Recent work suggests that a chronic inflammatory response and complement factor H (a major regulator of the alternative complement pathway and defence system against inflammation) play important roles in the pathogenesis of ARM.7, 100, 101, 102 It has been demonstrated that a polymorphism in the complement factor H gene makes a substantial contribution to ARM susceptibility. Cigarette smoke influences the plasma levels of factor H and has been shown to inhibit its activity. The relationship between smoking and ischaemic diseases103, 104 and between smoking and ARM105 is well established. It could be hypothesized that chronic ischaemia in combination with genetic predisposition7, 100, 101, 106 might trigger ARM and chronic inflammation.
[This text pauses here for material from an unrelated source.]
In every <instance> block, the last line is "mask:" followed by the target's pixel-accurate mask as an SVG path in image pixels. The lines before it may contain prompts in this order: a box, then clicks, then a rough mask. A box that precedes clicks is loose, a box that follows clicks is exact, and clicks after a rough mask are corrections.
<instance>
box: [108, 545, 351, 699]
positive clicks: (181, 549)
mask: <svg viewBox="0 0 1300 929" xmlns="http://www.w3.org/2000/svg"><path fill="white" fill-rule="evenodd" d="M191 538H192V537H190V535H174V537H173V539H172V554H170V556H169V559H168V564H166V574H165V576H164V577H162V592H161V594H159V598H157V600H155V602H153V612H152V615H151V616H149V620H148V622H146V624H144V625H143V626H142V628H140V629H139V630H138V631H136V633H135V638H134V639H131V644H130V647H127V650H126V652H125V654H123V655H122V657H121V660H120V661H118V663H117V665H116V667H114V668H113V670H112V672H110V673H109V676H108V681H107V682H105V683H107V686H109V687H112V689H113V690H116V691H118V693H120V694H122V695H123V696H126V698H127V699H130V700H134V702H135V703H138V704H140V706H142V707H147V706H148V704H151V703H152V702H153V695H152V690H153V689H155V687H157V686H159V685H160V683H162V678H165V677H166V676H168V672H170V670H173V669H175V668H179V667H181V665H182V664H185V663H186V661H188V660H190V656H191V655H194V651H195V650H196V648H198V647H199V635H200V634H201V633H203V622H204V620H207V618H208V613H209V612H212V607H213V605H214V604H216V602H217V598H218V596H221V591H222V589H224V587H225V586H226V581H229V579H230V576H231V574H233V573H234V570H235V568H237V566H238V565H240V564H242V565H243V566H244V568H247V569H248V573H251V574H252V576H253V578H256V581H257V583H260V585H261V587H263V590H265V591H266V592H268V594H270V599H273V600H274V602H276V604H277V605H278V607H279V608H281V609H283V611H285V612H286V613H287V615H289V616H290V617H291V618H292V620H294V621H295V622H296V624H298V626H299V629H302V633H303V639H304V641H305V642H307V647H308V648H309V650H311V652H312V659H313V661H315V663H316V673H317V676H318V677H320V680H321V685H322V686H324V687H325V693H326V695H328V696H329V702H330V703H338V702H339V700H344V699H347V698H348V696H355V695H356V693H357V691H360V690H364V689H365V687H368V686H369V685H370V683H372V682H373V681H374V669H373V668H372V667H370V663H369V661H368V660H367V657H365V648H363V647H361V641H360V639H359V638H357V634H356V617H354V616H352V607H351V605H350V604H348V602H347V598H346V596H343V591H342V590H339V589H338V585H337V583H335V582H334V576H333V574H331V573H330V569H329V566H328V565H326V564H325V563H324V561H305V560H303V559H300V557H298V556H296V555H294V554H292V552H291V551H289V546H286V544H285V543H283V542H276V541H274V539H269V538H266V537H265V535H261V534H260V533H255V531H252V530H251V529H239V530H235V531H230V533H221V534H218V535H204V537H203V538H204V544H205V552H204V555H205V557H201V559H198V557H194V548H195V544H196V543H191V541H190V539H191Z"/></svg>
We hypothesize that early function changes in ARM are initiated by chronic ischaemia of postreceptoral layers such as inner nuclear and possibly inner plexiform layers. This ischaemia affects primarily S-cone and rod-mediated postreceptoral pathways first owing to their lower resistance to ischaemia compared to L- and M-cone pathways. Although cone- and rod-mediated impairment at photoreceptor level, as speculated from the psychophysical results found in other studies,21, 36, 37, 41, 107, 108 cannot be excluded, our model would suggest that this happens later in the course of the disease, possibly when ischaemia becomes prolonged and insufficient Vitamin A is provided through the thickened RPE/Bruch's membrane complex.

Conclusion

Early detection of impaired postreceptoral function before there is severe photoreceptor involvement and vision loss could lead to early commencement of treatment. However, whether an approach in the treatment of early ARM might include supplemental oxygen still needs to be investigated. There is some support for such an approach; improvement of diabetic cystoid oedema after oxygen therapy, as measured with the optical coherence tomography has recently been demonstrated.109 Use of supplemental oxygen as a treatment for ARM is not new110, 111 but large clinical trials have never been initiated to show its possible beneficial effect.